Question about MITM attacks

Discussion in 'privacy technology' started by RockLobster, Nov 30, 2014.

  1. RockLobster

    RockLobster Registered Member

    Joined:
    Nov 8, 2007
    Posts:
    318
    I have been wondering about this for a while, are MITM attacks usually carried out by poisoning a DNS cache so we are directed to the wrong IP address or would it be more likely the attacker is spoofing the IP address of the real server?
    The reason I ask, I was wondering if we use actual IP addresses in our bookmarks instead of URLs would that reduce the likely hood of MITM attacks occurring ?
     
  2. Palancar

    Palancar Registered Member

    Joined:
    Oct 26, 2011
    Posts:
    1,594
    I would say that it could most definitely help sometimes, but also can cause issues. Many larger sites have more than one IP and they can change, which would leave your IP bookmark useless if that happens. For many larger sites the dns resolution also changes when the IP does, which is why the "word url's" still function and you don't even know anything is different.
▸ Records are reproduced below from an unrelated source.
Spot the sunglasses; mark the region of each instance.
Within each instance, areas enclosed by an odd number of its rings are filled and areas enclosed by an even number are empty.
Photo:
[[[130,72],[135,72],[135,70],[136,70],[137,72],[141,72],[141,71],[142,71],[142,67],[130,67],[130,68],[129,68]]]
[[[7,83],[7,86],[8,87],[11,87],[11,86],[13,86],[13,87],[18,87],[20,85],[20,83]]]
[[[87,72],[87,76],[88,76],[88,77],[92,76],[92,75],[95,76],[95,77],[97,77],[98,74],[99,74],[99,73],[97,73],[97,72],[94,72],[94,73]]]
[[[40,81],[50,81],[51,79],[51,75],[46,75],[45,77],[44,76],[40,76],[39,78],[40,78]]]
    Your post was kind of general so I don't know exactly what type of MITM's you are concerned about. For my privacy connections, such as here at Wilder's, I protect myself by cert fingerprinting. Wilder's has posted/listed their cert fingerprint so you know EXACTLY what it is. You can set your browser to examine the fingerprint when you open Wilder's. If the fingerprint doesn't match exactly an alarm comes up and you are not caught off guard. No MITM can match their fingerprint, can't be done.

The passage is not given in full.